# 5g mini bow reef tank



## FilmStarFish (Sep 13, 2008)

I'm going to set up a 5gal mini bow as a reef tank. I'm thinking of using a glass 5gal under it as a sump with a refugium, skimmer and heater. I don't know how easy it will be to drill a 5gal mini bow as they are acrilic? I will use two 20w compact florescent 50/50s for lights. Any suggestions are welcome.


----------



## MARIOPARTY53 (Jul 28, 2008)

the bigger the tank, the easyier to take care of in the long run

I think That 5 gallon would be to small for any honorable reef fish
you could keep Like 1-2 small fish that Can live in reef

I would recomend Atleast of 20 gallons for a salt tank and then Eveything else would be good , not 5


----------



## iamntbatman (Jan 3, 2008)

Plenty of people keep nanoreefs or even pictoreefs.

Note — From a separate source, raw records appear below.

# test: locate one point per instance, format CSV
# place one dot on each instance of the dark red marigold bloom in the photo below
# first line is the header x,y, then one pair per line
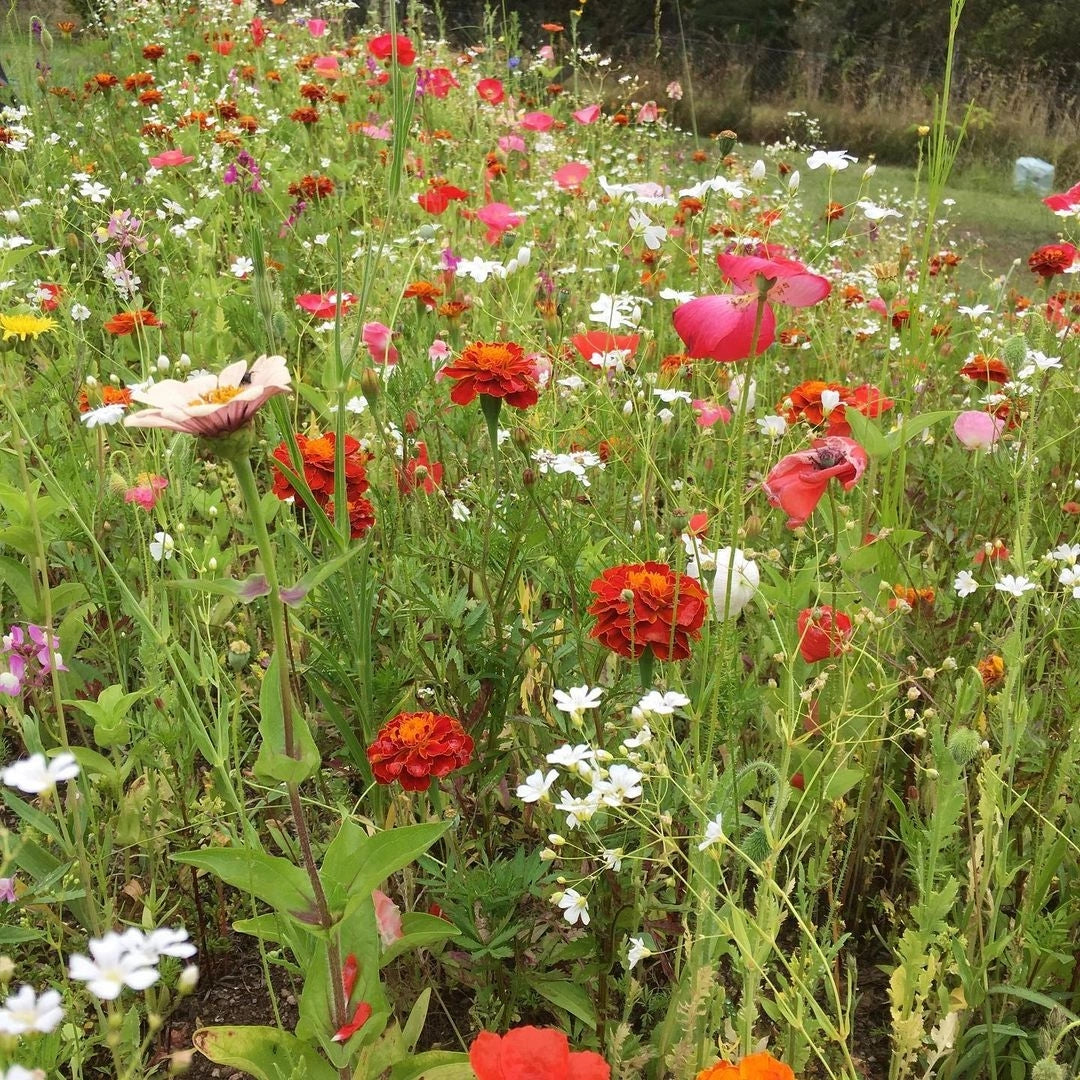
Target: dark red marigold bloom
x,y
415,746
495,369
823,633
318,455
1051,259
643,606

From my understanding, even in a tank of this size it's possible to have some cool creatures, such as sexy shrimp or some of the smaller gobies, as well as corals.


----------



## MattD (Apr 25, 2007)

Yeah in a reef as small as a 5g, which is a picoreef, you can keep like one shrimp, or one of the smaller gobies. Anything else is unacceptable imo. 

You can also keep a few types of corals, I mean the only thing limiting your coral choice is whether they're aggressive or not and then the lighting they need.

Good luck, I have a 10g nanoreef of my own, they're hella fun. Your own slice of the ocean!


----------



## Cody (Dec 22, 2007)

I wish I could find the tank. It is a 5G minibow with a 10G sump. 70W MH lights and is packed with corals and with a Fridami Pseudochromis. I will look around for you.


----------



## FilmStarFish (Sep 13, 2008)

Any suggestions for a return pump form the sump? Is 40w of 50/50 all I need for 5g tank? What color light for refugium?


----------



## SheyFirestar (Jun 21, 2008)

man i just was looking at that cody and i cant find it in my history . it is a really nice tank though.


----------